# McClelland Premium Aromatic: Town Topic



## Jeff10236 (Nov 21, 2010)

So, I have been slow to review some of my regular smokes lately and I'll be adding a few of my regulars. This has become one of them.

I first bought a tin of Town Topic about 2 months ago and it is one of my more regular aromatic smokes lately. It is a maple flavored blend of burley, Cavendish and Black Cavendish with the following tin description: "Delightfully fragrant in the room, soft on the palate, this smooth blend has long-lasting good taste. Delicately maple flavored in a time-honored tradition for a smoke that's the talk of the town". OK, "talk of the town" may be a bit overblown, but it is good stuff.

Upon opening the tin, the tobacco presents as a nicely thick cut, dark chocolate and caramel brown tobacco.
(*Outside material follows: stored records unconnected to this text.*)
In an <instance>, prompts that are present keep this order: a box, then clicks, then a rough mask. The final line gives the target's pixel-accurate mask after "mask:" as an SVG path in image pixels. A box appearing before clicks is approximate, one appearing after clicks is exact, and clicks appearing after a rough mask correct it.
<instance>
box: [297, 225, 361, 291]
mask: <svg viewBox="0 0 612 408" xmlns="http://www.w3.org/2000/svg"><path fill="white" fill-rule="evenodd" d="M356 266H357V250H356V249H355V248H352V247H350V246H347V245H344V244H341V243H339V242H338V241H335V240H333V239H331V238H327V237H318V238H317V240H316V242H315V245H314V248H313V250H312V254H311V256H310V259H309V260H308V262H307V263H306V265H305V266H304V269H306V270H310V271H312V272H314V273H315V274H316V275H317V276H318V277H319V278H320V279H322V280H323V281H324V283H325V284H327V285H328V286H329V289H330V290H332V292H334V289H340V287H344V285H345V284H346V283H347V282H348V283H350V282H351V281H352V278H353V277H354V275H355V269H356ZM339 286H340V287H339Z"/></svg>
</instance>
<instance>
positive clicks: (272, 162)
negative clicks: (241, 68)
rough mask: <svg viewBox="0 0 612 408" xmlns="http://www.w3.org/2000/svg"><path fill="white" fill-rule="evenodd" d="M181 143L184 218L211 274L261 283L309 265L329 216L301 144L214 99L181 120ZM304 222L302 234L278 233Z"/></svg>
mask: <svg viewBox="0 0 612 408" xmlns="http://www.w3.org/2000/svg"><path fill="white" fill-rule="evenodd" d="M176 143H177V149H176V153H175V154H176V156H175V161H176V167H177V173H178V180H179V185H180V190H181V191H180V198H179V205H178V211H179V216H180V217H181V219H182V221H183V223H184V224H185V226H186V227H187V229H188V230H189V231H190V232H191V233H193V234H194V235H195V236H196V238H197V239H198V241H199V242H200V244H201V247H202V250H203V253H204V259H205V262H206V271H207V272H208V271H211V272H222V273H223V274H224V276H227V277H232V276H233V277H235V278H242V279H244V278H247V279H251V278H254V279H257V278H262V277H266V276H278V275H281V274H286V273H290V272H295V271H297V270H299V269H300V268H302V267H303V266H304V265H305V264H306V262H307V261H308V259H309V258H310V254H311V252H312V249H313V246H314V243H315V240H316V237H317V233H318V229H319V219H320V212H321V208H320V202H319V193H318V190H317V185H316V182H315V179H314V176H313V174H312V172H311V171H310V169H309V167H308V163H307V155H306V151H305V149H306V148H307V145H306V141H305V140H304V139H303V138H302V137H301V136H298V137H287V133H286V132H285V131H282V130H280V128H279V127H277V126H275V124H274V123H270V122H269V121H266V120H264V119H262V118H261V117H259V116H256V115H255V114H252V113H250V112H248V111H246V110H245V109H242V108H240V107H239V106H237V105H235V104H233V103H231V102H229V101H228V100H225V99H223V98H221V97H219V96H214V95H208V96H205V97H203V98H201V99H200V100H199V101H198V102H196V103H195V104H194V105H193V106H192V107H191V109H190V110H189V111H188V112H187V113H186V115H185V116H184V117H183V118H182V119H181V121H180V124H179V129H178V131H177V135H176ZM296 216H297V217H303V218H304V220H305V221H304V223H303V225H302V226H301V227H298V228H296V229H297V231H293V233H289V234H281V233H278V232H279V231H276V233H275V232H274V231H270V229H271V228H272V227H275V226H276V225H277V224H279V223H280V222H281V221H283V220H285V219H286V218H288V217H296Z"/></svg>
The smell is indeed very maple (I think my first thought may have been "what did I get myself into"). 

Initially, as with many aros, it seemed to be pretty wet and like so many aros I had to smoke carefully to avoid tongue bite (though not as carefully as with many). Now that what is left of my tin is a lot drier, it is a very forgiving smoke for an aro and you would have to try to get tongue bite or anything unpleasant off the smoke.

Flavor, it is a very nice blend. It is a mellow, creamy, flavorful tobacco. Like a good tobacco should, there is no doubt that it tastes like tobacco (something sometimes lost in a lesser aro). However, the maple is definitely there, and surprisingly well done. In the best way possible, it reminds me of a good pancake breakfast or a maple cookie. It leaves a very nice lingering sweetness long after smoking. My last smoke of it (yesterday) I smoked it in my car so I could experience the smell more than usual- it has a nice baked goods-like aroma. 

I really like this stuff. I was a little unsure of a maple flavored aro when I first bought it, I was afraid it might be too heavy. Well, I've been won over and I'll definitely need to buy more soon (I'm almost out).


----------



## dennis569 (Jan 16, 2007)

Jeff-
Thanks for the review. This is especially timely for me. I was just smoking a bowl of Butternut burley and was wondering what aro to try next. I don't smoke a lot of aros but there are times when they just seem to be right.
Thanks again
Dennis


----------



## quo155 (Aug 10, 2010)

Nice review Jeff, I just ran across it and I am thinking of getting some to try...thanks brother!


----------



## asmartbull (Aug 16, 2009)

Jeff is spot on.
Very nice "not to aro", Aro.
Great room notes and no bite if you let it sit in a Jar.
Worth trying if you enjoy Aro's


----------